Specific DNA Binding and Recognition: Predicting the Binding Affinity of the Transcription Factor ZIF268

The binding affinity of DNA-binding proteins, e.g. transcription factors, such as ZIF268 (also: EGR1, Krox24, NGFI-A), is essential for the function of these proteins. It is one fundamental goal in modern biochemistry to find out, why, and more importantly, how these proteins bind selectively to specific DNA sequences. For some proteins, the exchange of one single basepair yields a large loss in binding affinity [Berg et al., 1986]. This lead to the assumption that the interaction between single aminoacids involved in binding and the bases is very specific. However, interactions with the DNA backbone and the second strand must not be excluded.

A very important class of DNA-binding proteins are transcription factors. Their binding induces transcription of DNA and thus the expression of specific proteins. Usually those transcription factors contain from one to multiple zinc finger (ZF) motifs, which consist out of a ββα-structure, complexing a zinc ion [Wright et al., 2001] (Figure 1).
Besides the well known complexity of binding, each motif roughly binds to one base-triplet [Pabo et al., 2001]. Creating proteins from several ZF-motifs artificially, therefore yields powerful tools to express specific proteins in a cell, or to bind selectively to DNA-strands in in vitro-assays [Pabo et al., 1999].

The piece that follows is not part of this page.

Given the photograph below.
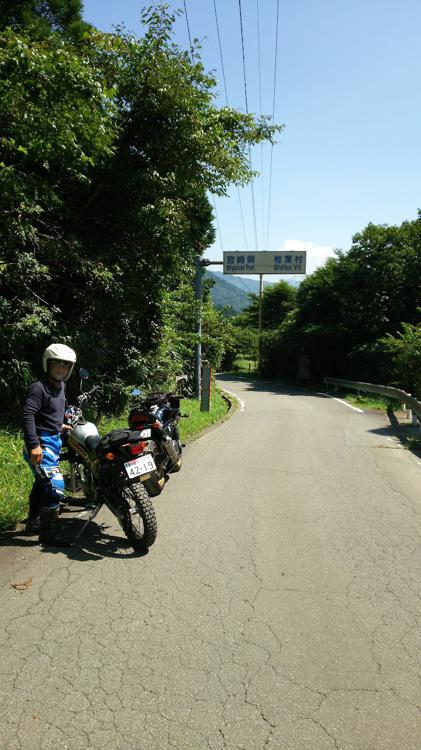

The goal of our work is to predict relative binding affinities for protein-DNA-complexes from free energies, calculated by Molecular Dynamics simulations with Free Energy Perturbation (FEP) [Kollmann et al., 1989] and slow-growth Thermodynamic Integration (TI) [Kirkwood, 1935] methods, carried out with the GROMACS package [Berendsen et al., 2005]. Figure 2 shows the two states for the TI calculation (from A-state to B-state via a coupling-parameter λ over time).